AVENSAN, Commune du Médoc située sur le 45ème parallèle, à 30 km au nord de Bordeaux, est au coeur d'une région viticole particulièrement connue pour ses grands châteaux.
Elle est limitrophe des cinq Communes d'AOC Margaux (Arsac, Labarde, Cantenac, Margaux et Soussans) et des AOC de Listrac et Moulis.
Elle est limitée au nord par la jalle de Tiquetorte, à l'est par la Louise et à l'ouest par le ruisseau du Déhès.
Sa superficie totale est de 5 224 hectares, dont 200 hectares de vignobles (Châteaux Citran, Meyre, Villegeorge) et 3 800 hectares en surfaces boisées.

Château Meyre vu du ciel



L'origine du nom de la commune d'Avensan proviendrait de Aventia, divinité celtique. De nombreux autres lieux-dits, situés sur la commune, ont également une origine celtique tels Léojean, Carcassonne ou Vertessec.

Le bourg vu du ciel



Dans le vignoble, à proximité du tracé de la Levade (voie antique) ont été retrouvés au début du XX ème siècle des vases qui pourraient provenir d’un cimetière gallo-romain. Au Moyen Âge, pour mieux se protéger d’envahisseurs utilisant la Gironde et les nombreuses jalles comme voies de pénétration, des petites forteresses ont été construites. Ainsi en témoignent le Castéra, le château Donissan (aujourd’hui Citran) et les châteaux de Romefort et de Saint Genès de Meyre.

  • Le Château CITRAN fut le siège d'une seigneurie qui appartint pendant plus de six siècles à la famille DONISSAN. C'est au Château Citran que se réfugia Louis de la ROCHEJACQUELIN après les guerres de Vendée : il y épousa l'héroïque veuve de Lescar, Mademoiselle de Donissan. Henri de la ROCHEJAQUELIN est né en 1805 au Château Citran, mort en 1867. Il était le neveu du chef de l'insurrection Vendéenne.
    De l'édifice primitif bâti au XIIIème siècle, il ne reste que les douves.
    La construction actuelle date du XVIIIème.

    Château Citran


  • Quelques ruines de Saint Genès, près du hameau de Barreau, subsistent encore de nos jours.

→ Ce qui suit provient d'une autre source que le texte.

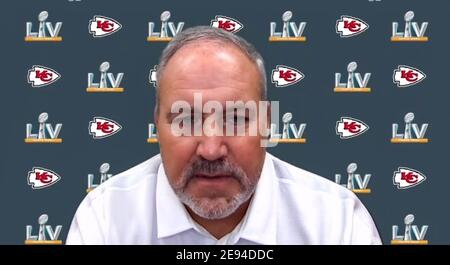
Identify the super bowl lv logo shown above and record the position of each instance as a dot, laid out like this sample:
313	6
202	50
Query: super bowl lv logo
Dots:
285	76
166	27
412	235
290	134
46	235
226	23
46	132
39	76
354	181
405	178
412	31
152	75
101	127
101	26
290	30
152	134
361	84
348	26
412	132
104	176
46	30
349	127
108	81
39	178
405	76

  • Avensan est le pays natal de Pey Berland. Né en 1375 au lieu dit Saint Raphaël, Pey (Pierre en gascon), après une enfance de berger, apprend à lire et reçoit quelques enseignements auprès de Raymond de Bruges, patriarche cultivé. Prédisposé à la vocation de prêtre, il poursuit en 1392 ses études à Bordeaux, puis se rend à Toulouse pour continuer ses études de théologie et de droit jusqu'en 1399. Après obtention des diplômes de bachelier, il est ordonné prêtre à Bordeaux, où il se fait remarquer par l’Archevêque qui le prend à son service comme secrétaire. Chanoine de la Cathédrale Saint André, il est nommé curé de Bouliac, puis, en 1430, Archevêque de Bordeaux

    Il s'emploie à soulager les misères de cette époque troublée par les guerres et les épidémies, fonde des hôpitaux et sert de négociateur entre le roi d'Angleterre et les seigneurs d'Aquitaine. En effet depuis le mariage d'Aliénor d'Aquitaine avec Henri II d'Angleterre, le Duché d'Aquitaine est une enclave anglaise dans le royaume de France.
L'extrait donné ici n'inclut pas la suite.